In a 10-page pamphlet discussed Thursday, they called on party leaders to champion lower taxes, a well-funded military and the idea that “married moms and dads are best at raising kids.” The document warns Republicans against signing onto an immigration overhaul unless the U.S. border is “fully secure,” and it argues that support for school prayer, a balanced-budget amendment and antiabortion legislation should remain priorities.
But even in the tight-knit room, there was not universal agreement. Norquist, for example, supports legalization for many illegal immigrants and has pushed for more scrutiny of the defense budget. He said he attended Thursday's meeting to back the broad efforts on the right to unite, rather than endorse the document line by line.
Most activists expressed dismay that they seemed to have a diminished voice in the party.
“What we're doing and saying is not resonating, so we are trying to come to grips with that,” said Grace-Marie Turner, the president of the Galen Institute, a conservative research group. “We have to learn to relate our solutions to people's struggles.”
Some said conservatives had not made their case effectively, and different leaders offered their own visions for the right approach.
Wesley Denton, a senior adviser to Heritage Foundation President Jim DeMint, led a panel called “Breaking Through With a Conservative Message,” and Citizens United President David Bossie spoke about the power of expressing conservatism through films, of which he has produced several.
Perkins led a panel on restoring the “traditional family” as a priority for the party. Thomas Fitton, president of Judicial Watch, which has obtained documents related to the 2012 attack on an American diplomatic mission in Benghazi, Libya, talked up his group's ability to pressure the White House through Freedom of Information Act requests.
Alfred Regnery, a conservative lawyer and former publisher, said the group convened “to provide the substance to Republicans and guide them. That's the way this is supposed to work — they should be listening to us.”
Cruz, who has clashed with top Senate Republicans over budget issues and is considering a presidential bid in 2016, told the crowd members that they are still the party's most influential bloc.
“Some say, ‘Yay, our team is winning,'” he said, referencing Republicans' confidence about possibly taking control of the Senate. “But we win when we stand for principle and we lose when we give in to Washington's status quo.”

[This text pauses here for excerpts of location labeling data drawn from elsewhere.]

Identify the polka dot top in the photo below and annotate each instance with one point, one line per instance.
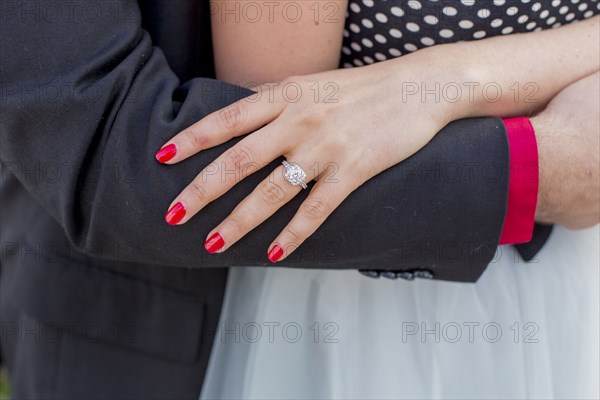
(377, 30)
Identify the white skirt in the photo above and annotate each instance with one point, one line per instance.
(524, 330)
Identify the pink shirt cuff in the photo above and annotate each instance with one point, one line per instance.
(523, 181)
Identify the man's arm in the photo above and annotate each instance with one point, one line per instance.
(88, 97)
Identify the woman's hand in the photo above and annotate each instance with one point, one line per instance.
(342, 127)
(568, 137)
(345, 126)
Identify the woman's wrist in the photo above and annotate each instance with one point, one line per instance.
(442, 79)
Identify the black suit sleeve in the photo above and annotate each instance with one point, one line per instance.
(87, 100)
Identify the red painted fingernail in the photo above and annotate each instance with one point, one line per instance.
(214, 243)
(175, 214)
(275, 253)
(166, 153)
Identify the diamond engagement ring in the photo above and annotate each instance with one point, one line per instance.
(294, 174)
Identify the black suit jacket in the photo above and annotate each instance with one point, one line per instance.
(88, 98)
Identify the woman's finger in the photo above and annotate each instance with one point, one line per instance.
(270, 195)
(237, 119)
(246, 157)
(323, 199)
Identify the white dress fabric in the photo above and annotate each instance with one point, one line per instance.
(524, 330)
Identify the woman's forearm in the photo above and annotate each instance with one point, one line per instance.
(503, 76)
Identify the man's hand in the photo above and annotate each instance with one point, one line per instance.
(568, 133)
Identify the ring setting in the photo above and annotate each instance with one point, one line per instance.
(294, 174)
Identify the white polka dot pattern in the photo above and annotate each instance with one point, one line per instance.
(377, 30)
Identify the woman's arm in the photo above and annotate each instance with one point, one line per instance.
(259, 42)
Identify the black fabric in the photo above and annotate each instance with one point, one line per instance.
(109, 195)
(86, 101)
(541, 233)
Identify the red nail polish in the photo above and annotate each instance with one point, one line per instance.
(275, 253)
(166, 153)
(175, 214)
(214, 243)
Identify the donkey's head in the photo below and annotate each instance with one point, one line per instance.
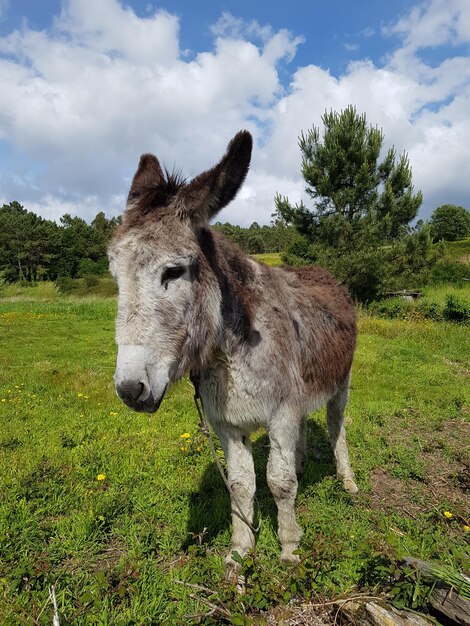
(169, 299)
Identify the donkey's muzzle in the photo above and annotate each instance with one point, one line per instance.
(138, 396)
(131, 391)
(139, 383)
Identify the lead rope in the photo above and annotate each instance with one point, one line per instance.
(204, 427)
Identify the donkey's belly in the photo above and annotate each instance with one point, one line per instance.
(232, 398)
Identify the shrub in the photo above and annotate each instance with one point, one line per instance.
(455, 310)
(449, 272)
(91, 280)
(65, 284)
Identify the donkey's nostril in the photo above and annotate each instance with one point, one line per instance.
(130, 390)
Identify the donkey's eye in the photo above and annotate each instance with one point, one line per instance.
(172, 273)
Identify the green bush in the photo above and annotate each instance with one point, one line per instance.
(455, 310)
(87, 286)
(391, 307)
(65, 284)
(429, 310)
(449, 272)
(91, 280)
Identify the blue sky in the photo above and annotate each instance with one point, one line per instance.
(87, 86)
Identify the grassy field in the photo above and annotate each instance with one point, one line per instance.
(127, 517)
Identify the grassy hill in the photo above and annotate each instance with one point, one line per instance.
(127, 516)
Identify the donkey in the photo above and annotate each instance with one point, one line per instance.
(269, 345)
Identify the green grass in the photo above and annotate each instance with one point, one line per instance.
(269, 258)
(114, 548)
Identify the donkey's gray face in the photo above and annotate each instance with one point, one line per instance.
(169, 301)
(156, 293)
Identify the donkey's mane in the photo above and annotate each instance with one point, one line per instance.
(151, 197)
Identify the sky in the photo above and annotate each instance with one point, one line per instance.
(86, 86)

Many attendees likened the session to one that took place in 1960, when Bozell's uncle, the late National Review editor William Buckley Jr., met with allies to craft a statement of principles for a young conservative movement.
Bozell, Meese and many of the same people at the Ritz-Carlton on Thursday had held a similar session in 2010, ahead of the tea-party-led GOP sweep that year.
To guide them Thursday, the 2010 principles, called the Mount Vernon statement because it had been signed on the Alexandria, Virginia, estate once owned by George Washington, was displayed throughout the day next to the ballroom podium.